Another cheat, since I figure many of you have seen or at least heard of this one, thanks to the fact that it stars Steve McQueen. It was one of those double-feature horror movies of the '50s that I remember seeing in the theater. Even at the time, I thought that Steve McQueen and Aneta Corsaut (Miss Crump!) were the world's oldest teenagers.
When the movie opens, their necking in the local lover's lane is interrupted by the fall of a meteor. Steve wants to go look for it. Meanwhile a farmer has poked at the fallen object with a stick, breaking it open and allowint the little blob to emerge. Before he knows it, the blob has attached itself to him. Steve and Aneta arrive in time to take the man to the local doctor and then go back to see if there's anything else at the site. When they get back to the doctor's house, the blog has pretty much inhaled everything and everybody, growing bigger all the time.
Steve and Aneta try to warn the town, but nobody believes their crazy story. Then we get a series of blob attacks. Finally, after the blob has scarfed up a theater full of kids, people believe. Too bad that Steve, Aneta, and a couple of others are trapped in a building that's being ingested by the blob. Do they escape? I ain't telling.
I thought this was great when I saw it, and it's still fun. Seeing McQueen jump into his dandy convertible is worth the price of admission all by itself. And then there's the title tune, which I can still sing even after 55 years. "Beware of the blob, it creeps and leaps . . . ."
4 comments:
I used to sell books to the late (great) Aneta Corsaut and whenever she'd call I'd have an urge to ask her about this or Andy Griffith.
But I didn't.
Jeff
The Phoenixville, PA theater where the cinema scene was filmed still has an annual BlobFest. Someone really should film THE CLONE by Kate Wilhelm and Ted Thomas...but at least we can still read it...much as with Joseph Payne Brennan's "Slime"...

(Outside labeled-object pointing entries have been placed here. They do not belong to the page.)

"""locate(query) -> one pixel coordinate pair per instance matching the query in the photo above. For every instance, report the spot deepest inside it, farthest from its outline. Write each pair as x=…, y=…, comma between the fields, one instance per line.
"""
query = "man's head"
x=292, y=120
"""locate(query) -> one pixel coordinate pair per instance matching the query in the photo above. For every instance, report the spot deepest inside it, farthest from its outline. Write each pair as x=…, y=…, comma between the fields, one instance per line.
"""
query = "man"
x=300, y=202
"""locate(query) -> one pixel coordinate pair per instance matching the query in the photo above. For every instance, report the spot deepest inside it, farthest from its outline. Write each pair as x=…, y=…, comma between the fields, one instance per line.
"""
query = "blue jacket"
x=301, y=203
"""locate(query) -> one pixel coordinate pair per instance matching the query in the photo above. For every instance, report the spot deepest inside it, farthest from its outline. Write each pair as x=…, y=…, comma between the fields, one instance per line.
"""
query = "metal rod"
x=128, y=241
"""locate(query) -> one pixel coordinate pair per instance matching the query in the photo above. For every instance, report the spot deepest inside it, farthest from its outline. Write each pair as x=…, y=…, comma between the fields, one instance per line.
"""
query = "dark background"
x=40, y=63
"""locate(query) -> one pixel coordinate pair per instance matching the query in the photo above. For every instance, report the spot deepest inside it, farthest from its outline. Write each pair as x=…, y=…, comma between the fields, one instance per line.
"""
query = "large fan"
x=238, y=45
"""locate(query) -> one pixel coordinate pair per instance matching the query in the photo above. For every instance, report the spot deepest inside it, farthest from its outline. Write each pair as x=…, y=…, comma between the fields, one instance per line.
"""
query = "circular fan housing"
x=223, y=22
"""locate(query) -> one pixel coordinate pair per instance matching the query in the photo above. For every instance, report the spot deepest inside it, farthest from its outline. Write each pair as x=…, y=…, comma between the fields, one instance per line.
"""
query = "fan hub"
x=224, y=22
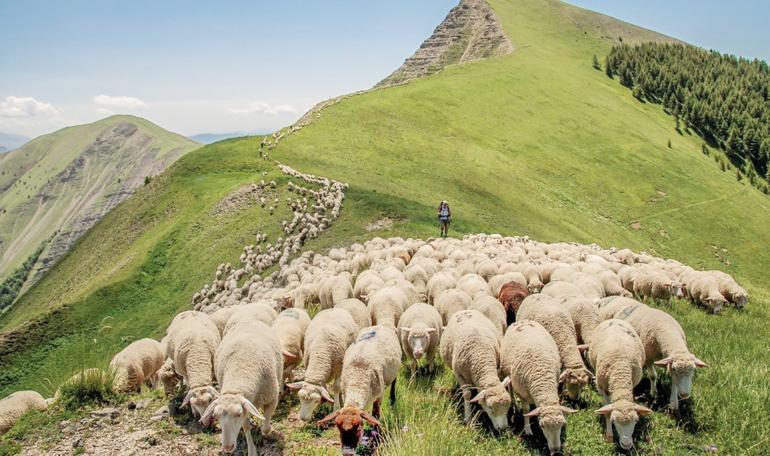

I wasn't able to see this movie on its first run thanks to the B in the ticket booth at the Strand Theatre. She rightly figured out I was under twelve years old and wouldn't sell me a ticket. If I had known where she had parked her car that day, I might have keyed it if she had a car and if I had carried keys and if I even knew what keying a car was all about.
I saw at a drive in theater. Not sure if I stayed awake til the end. I was only 9 at the time.